И так за все двадцать восемь дней своего отпуска он не собрался сказать о том, что Алик не его сын. Вначале ему было неловко сказать эти несколько слов, а потом не хотелось их говорить. Зачем? Для того чтобы Антропова не перестала искать настоящих родителей Алика? Что ж… вряд ли она их найдет, так же как вряд ли он отыщет своих детей и свою жену.
За день до своего отъезда он твердо решил, что скажет Ольге Николаевне правду, для того чтобы после его отъезда она осторожно, по-женски приучили Алики и мысли, что отца у него все-таки нет.
Весь этот вечер он ждал Антропову нетерпеливее, чем обычно. Алик уснул рано. Родионов сидел один, слушал, как бьют часы в комнате Ольги Николаевны, как спокойно, полно дышит мальчик, как скребется в подполье мышь.
И вдруг понял, что не может отдать Алика.
За эти дни и ночи он узнал, о чем думает и чем живет мальчик, увидел, как он спит и ест, свыкся с ним совершенно и с абсолютной для себя точностью понял, что теперь этот мальчик его. И что с этим ничего нельзя сделать. Он отобрал его у скарлатины, он держал мальчика за горячие руки, когда тот бредил и кричал, что его «тащит» и «крутит», он кормил его с ложки — слабого и желтого — и радовался, когда ребенок еще требовал еды, как же он может отказаться теперь от него?
И к кому он поедет без него после войны?
Куда ему будет торопиться?
А посылку? Ведь так ужасно хочется послать кому-нибудь посылку с фронта, какая зависть наполняла его, когда он видел, как товарищи готовят посылочки, чтобы отправить их с оказией. А ему было некуда, некому.

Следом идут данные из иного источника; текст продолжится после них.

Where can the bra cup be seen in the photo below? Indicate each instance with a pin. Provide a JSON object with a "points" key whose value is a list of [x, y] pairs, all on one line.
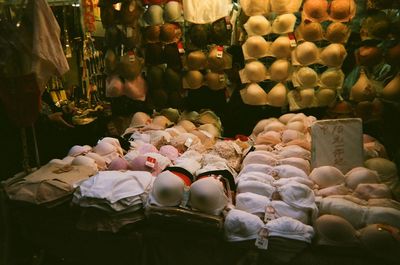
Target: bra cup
{"points": [[327, 176], [310, 31], [280, 70], [194, 79], [307, 96], [360, 175], [332, 78], [255, 47], [284, 24], [255, 71], [382, 215], [326, 96], [257, 25], [383, 240], [362, 90], [342, 10], [350, 211], [334, 230], [315, 10], [369, 56], [196, 60], [277, 96], [333, 55], [253, 8], [392, 90], [285, 6], [280, 48], [306, 53], [307, 77], [215, 81], [284, 209], [337, 33], [254, 95]]}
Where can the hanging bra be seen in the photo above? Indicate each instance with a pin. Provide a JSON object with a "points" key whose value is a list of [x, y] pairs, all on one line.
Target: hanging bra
{"points": [[363, 89], [277, 96], [336, 10], [254, 95], [257, 26]]}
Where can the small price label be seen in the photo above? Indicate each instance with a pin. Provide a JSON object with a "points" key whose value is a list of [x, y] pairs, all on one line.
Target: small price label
{"points": [[269, 213], [150, 162], [132, 6], [228, 23], [129, 32], [292, 39], [181, 49], [237, 148], [188, 142], [132, 56], [185, 198], [262, 239], [220, 51]]}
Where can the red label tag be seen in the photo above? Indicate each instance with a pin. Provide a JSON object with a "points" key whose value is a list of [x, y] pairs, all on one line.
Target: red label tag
{"points": [[220, 51], [150, 162], [228, 23], [129, 32], [262, 239], [188, 142], [180, 47], [292, 39]]}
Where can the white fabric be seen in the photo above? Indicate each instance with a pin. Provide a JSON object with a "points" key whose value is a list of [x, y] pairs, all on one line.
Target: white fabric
{"points": [[283, 209], [48, 57], [114, 142], [307, 182], [287, 171], [327, 176], [340, 189], [167, 190], [100, 161], [294, 151], [352, 212], [297, 162], [115, 185], [240, 225], [372, 191], [299, 196], [287, 227], [85, 161], [252, 203], [256, 187], [255, 168], [259, 157], [207, 195], [205, 11], [190, 160], [256, 176], [77, 150]]}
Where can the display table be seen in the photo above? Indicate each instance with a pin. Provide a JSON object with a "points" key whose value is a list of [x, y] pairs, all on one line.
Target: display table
{"points": [[51, 235]]}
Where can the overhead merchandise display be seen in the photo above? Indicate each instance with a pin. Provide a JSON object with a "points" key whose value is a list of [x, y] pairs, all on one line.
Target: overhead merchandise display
{"points": [[294, 181], [298, 42]]}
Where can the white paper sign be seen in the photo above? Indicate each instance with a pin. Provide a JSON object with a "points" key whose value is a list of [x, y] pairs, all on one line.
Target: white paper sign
{"points": [[337, 143]]}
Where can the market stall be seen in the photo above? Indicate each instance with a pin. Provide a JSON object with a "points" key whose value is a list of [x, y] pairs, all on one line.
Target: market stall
{"points": [[212, 132]]}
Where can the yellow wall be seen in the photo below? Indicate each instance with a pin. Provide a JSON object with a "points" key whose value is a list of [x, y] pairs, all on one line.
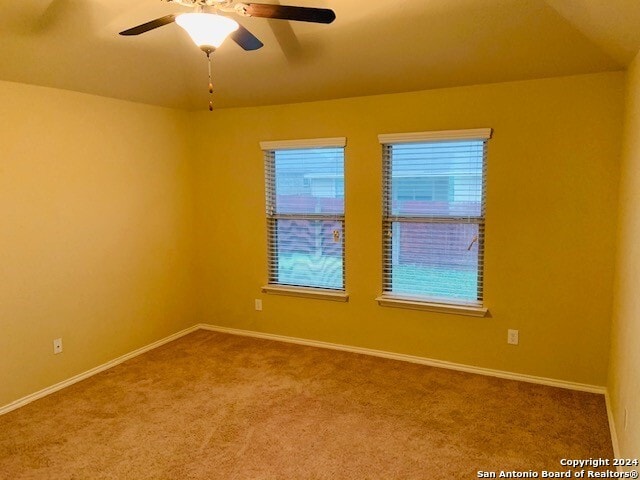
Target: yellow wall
{"points": [[553, 170], [624, 375], [95, 232]]}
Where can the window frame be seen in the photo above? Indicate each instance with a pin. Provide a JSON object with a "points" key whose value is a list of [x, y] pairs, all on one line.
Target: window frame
{"points": [[269, 149], [419, 302]]}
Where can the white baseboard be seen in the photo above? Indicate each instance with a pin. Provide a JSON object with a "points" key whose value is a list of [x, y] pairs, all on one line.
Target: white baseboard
{"points": [[315, 343], [612, 427], [413, 359], [100, 368]]}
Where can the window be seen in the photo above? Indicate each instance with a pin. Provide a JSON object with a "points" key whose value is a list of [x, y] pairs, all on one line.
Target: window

Когда он ехал сюда — подумал: «Теперь и посылки есть кому посылать». А вот, оказывается, нет.
— Папа! — позвал Алик, еще не проснувшись, потом проснулся, сел в постели и сказал: — Попить дай.
Родионов налил воды в чашку, Алик закрыл чашкой пол-лица и, долго чмокая, пил.
— Ну, ложись теперь, детка, — сказал Родионов.
— Лошадь ка-ак прыгнет! — сказал Алик, и Родионов понял, что это он сказал не из жизни, а из того сна, который он видел.
Позвонила Ольга Николаевна и сказала, что задерживается.
— А то шли бы поскорее, — сказал Родионов, — я тут картошки чугун сварил…
— Постараюсь, — ответила она.
Когда она пришла, лицо у нее было не такое утомленное, как обычно, и в этот вечер он первый раз рассказывал ей о войне. Она слушала, покусывая губы, не глядя на него, и, когда он «отрывал» по своей манере одну историю про то, как «в их сволочном тылу» он три недели гнил на стружках в заваленном погребе, а кругом рыскали немцы, Родионову показалось, что докторша всхлипнула. Но она не всхлипнула, просто сморкалась, а он все рассказывал и рассказывал и не мог остановиться. Его прорвало, он должен был наконец выговориться, и, чем больше он говорил, тем внимательнее она его слушала и тем чаще сморкалась, отвернувшись от стола. Так они проговорили полночи.
И когда она ему рассказывала о себе, о своем погибшем муже, о том, как они жили раньше на Черном море, ему было приятно ее слушать, и казалось, что ей тоже хорошо с ним разговаривать. А когда было уже время ложиться спать, она внезапно и почему-то резко спросила:
— Это все, разумеется, отлично — то, о чем мы с вами болтали, но как же будет с мальчиком? Надо что-то решать.
— И решайте, — оторвал Родионов.
— Но ведь отец — вы.
Родионов отвернулся. Краска ударила ему в лицо.
— Вы отец, вам и решать, — почти раздраженно сказала Ольга Николаевна.
— Если я отец, то вы мать, — сказал он. — Странная ситуация. Вы его три года подымали.
— Не три, а два. При участии еще одного человека, которого я и в глаза никогда не видела.
— Это Гаврилов, что ли?
— Да, Гаврилов.
— Вы знаете, сколько у него у самого детей?
— Сколько?
— Трое своих да двое чужих…
Он усмехнулся. Сделал шаг к докторше и виноватым голосом произнес:
— Вы на меня, Ольга Николаевна, не серчайте, если я что не так скажу. Но мне кажется, что вам не хотелось бы разлучаться с Аликом.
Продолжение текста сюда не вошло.